David Armand teaches at Southeastern Louisiana University, where he also serves as associate editor for Louisiana Literature Press. In 2010, his first novel, The Pugilist's Wife, was published by Texas Review Press. He has since published two more novels and a collection of poetry. His memoir, My Mother's House, was published in March 2016. David is working on his sixth book, The Lord's Acre, as well as a second memoir.



12:30 p.m. to 1 p.m.
State Capitol, Senate Committee Room F
Book Talk
Autobiography Through Poetry and Prose

1:15 p.m. to 2 p.m.
Barnes & Noble Bookselling Tent
Book Signing


My Mother's House: A Memoir

Set in the bucolic, yet brutal South of his youth, My Mother’s House is a memoir by novelist David Armand. It recounts the young author’s early memories of being born to a schizophrenic mother, then given up for adoption, only to be raised in a home with an alcoholic and abusive step-father. In this sharply-remembered portrait of the people and places that shaped him, Armand paints his seemingly negative experiences with a sympathetic and understanding brush. As the reader follows Armand through his childhood and later into adult life—when he is reunited with his mother after she makes a failed suicide attempt—a surprisingly new world of hope and possibility is rendered, despite the overwhelming challenges of this reunion.

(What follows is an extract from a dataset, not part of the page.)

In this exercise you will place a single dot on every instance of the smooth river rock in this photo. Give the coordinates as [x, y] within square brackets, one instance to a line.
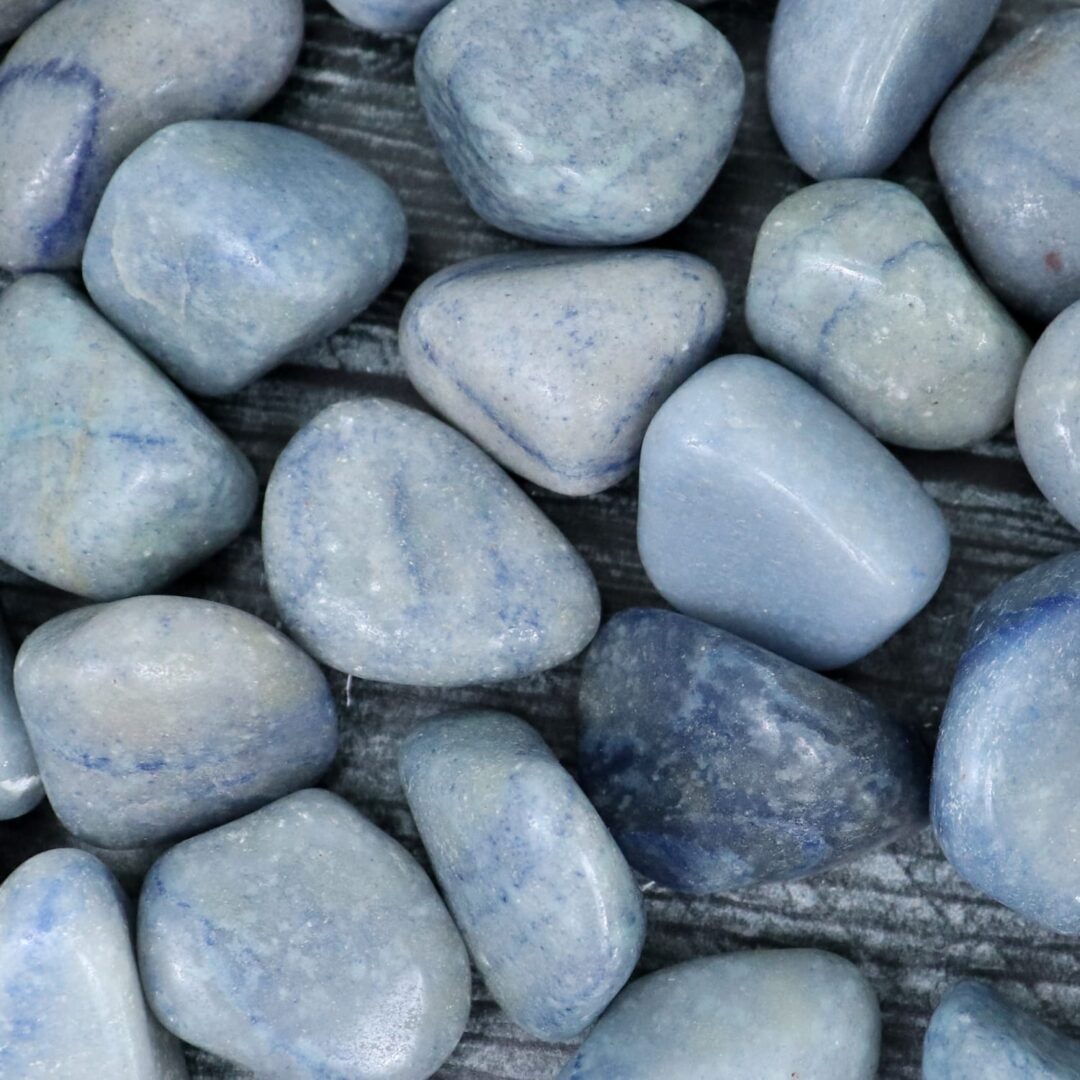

"[Armand's] writing is reminiscent of Hemingway: straightforward descriptions of manly action punctuated by laconic dialogue."--New York Journal of Books

"Armand writes in a comfortingly familiar literary voice that blends Ernest Hemingway’s laconic but rhythmically complicated explorations of the mysteries of masculinity with William Faulkner’s more fabulist, Southern Gothic twang. It’s a heady, seductively intoxicating combination."--Richmond Times-Dispatch


The Deep Wood: Poems

Acclaimed novelist David Armand's first collection of poetry, The Deep Woods, contains fifteen poems that are at once deceptively simple, clear and colloquial, yet dense with meaning and universal significance. Drawing upon everyday incidents, Armand fashions poems of great lyrical beauty and potent symbolism that remind his readers of the importance of memory and of a shared language.